If we dug out every single extraneous strand of jewelry from our personal knots, we would get down to an impossible knot at the heart of it all. In order to live, we must die. That is an insoluble knot. The very chain we are working at loosing is fused together and will not untie itself from itself. Logic would dictate that this is an unusable piece of jewelry. We have worked for a very long time at liberating something useless. We have lived for the hope of having some rest from the continued tension contained within our bodies and minds. And here we find ourselves unable to solve the most basic fundamental part that started this mess.

But, again: “… as the body approaches dissolution the spirit takes a firmer hold on that enduring substance behind the veil, drawing from the depths of that eternal Fountain of Light sparkling gems of intelligence which surround the frail and sinking tabernacle with a halo of immortal wisdom” (Discourses of Brigham Young, p. 571). We cannot loose the bands of death, or life, alone. Our minds are not suited to it. Nor are our bodies. The Lord created us with internal paradoxes which power and motivate us toward the end, sort of like nuclear fission. The reward in the eternities is not an answer to our questions, but a sublime transcendence from the question itself. When we are reunited with our bodies, the knot at the center of us will cease to have relevance. Our theology is strikingly postmodern, don’t you think?
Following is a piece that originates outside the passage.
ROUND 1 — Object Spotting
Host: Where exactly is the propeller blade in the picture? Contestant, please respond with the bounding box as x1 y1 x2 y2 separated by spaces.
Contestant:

I apologize here for an imperfectly written essay. I apologize also for the extent to which I’ve dragged this metaphor. It was irresponsible. However, in order to fit the dictum of “No one cares how much you know until they know how much you care”, I had to establish what I know. How much I care is based on a lifetime of my own personal issues with my body. It’s also based on watching the person I love most in this world struggle against an eating disorder that, reportedly, only 30 – 40% of people ever recover from. It’s from trying to learn how to create a stress-free meal environment. From asking daily or weekly how they’ve been doing. From waking up to this person crying in my arms as they struggle to get prepared to go to their first therapy session. It’s from years of slapping myself on the wrist for simply trying to tell them they’re wrong about how they feel. It’s from anxiety over whether or not an eating disorder is part of a person, whether or not I have to love an eating disorder as well as the person with it. It’s from feeling as though I’m always on the outside of something extremely personal and important to the person I love. It’s from how much I don’t know how to help and from how little I do know how to help. It’s from watching this person intentionally and maliciously hurt themself and the only really comprehendible piece of the experience is the pain they are so obviously going through. It’s from only comprehending the impact of pain on the body of the soul I wish to live eternally with.

I don’t know if my remarks will actually help anyone loose their own personal knots. It was helpful for me to dig through my own feelings on the subject, regardless. I hope that, at least, this post will help others find solace in their spirituality. The restored gospel of Jesus Christ brings us liberation not only after death, but also in life as we seek to loosen the ever-tightening mass of tension between our shoulders. God bless y’all.